Function too, is a curious one and highlights what I mean by advantages of small data. F(function) is judged as very close to hypothesis, idea and observations. In reinforcement learning function is in the sense of value function or action value function, and indeed value functions are much closer to hypothesis and observations than to purpose, graph or chart — which is what something based on more data would have reckoned.
These are all rather impressive and together, especially when one considers cosine similarity values and vector dimensionality, virtually impossible to have all occurred by chance.
So what am I to make of this? Haphazardly multiplying co-occurrence counts from a couple wiki pages with a random matrix is enough to make associations that would give many humans trouble. Why? I hypothesize two reasons working in conjunction. Text is not random, and is structured for the purpose passing along information — I wonder if a concept as Potential Intelligence inspired by potential energy is appropriate.

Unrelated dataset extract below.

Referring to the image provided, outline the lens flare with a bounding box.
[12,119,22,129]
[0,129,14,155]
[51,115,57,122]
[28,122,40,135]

The other, I think, is that this is another instance of the moravec paradox. If you list the things that you intuitively would think require the most computational power and intelligence, you’d probably have written that list upside down with respect to the correct order. If you want to understand intelligence — in animals, in humans and in AI, you would do well to take a look at Moravec’s Paradox. After you’ve done that tell me if you think the conventional presentation of the “Clever Hans Effect” makes even a tiny bit of sense.
In this post I explicitly computed an “analogy” as a map between two spaces. But although — to my surprise — the method worked, I doubt that such a map is ever explicitly made in the brain. In Project Int.Aug, this method is not used, it’s too rigid, it works only on two concepts when, usually I’m considering multiple concepts at a time. Secondly, although the map works alright, especially for well represented words, it outputs nonsense in many instances. In a future post I’ll show the practical method in use, including various ways of constructing subspaces and also composition, that go beyond single words and two concepts at a time while also possessing increased accuracy.
In my next post I talk about how AI and intelligence amplification differ in their treatment of A,F and B. I’ll go over my choice of these two topics (and why not others? Well, one aspect is that a recurring theme in my writing is evolution is as learning and so I’m usually trying to amplify my understanding of related topics by e.g., mapping between reinforcement learning <=> regret <=> evolution).
Meta: I hope that if before, you had not a clear idea of reinforcement learning but had knowledge of evolution (which is more widely known), the analogies (not mine!) have put some of the concepts in context.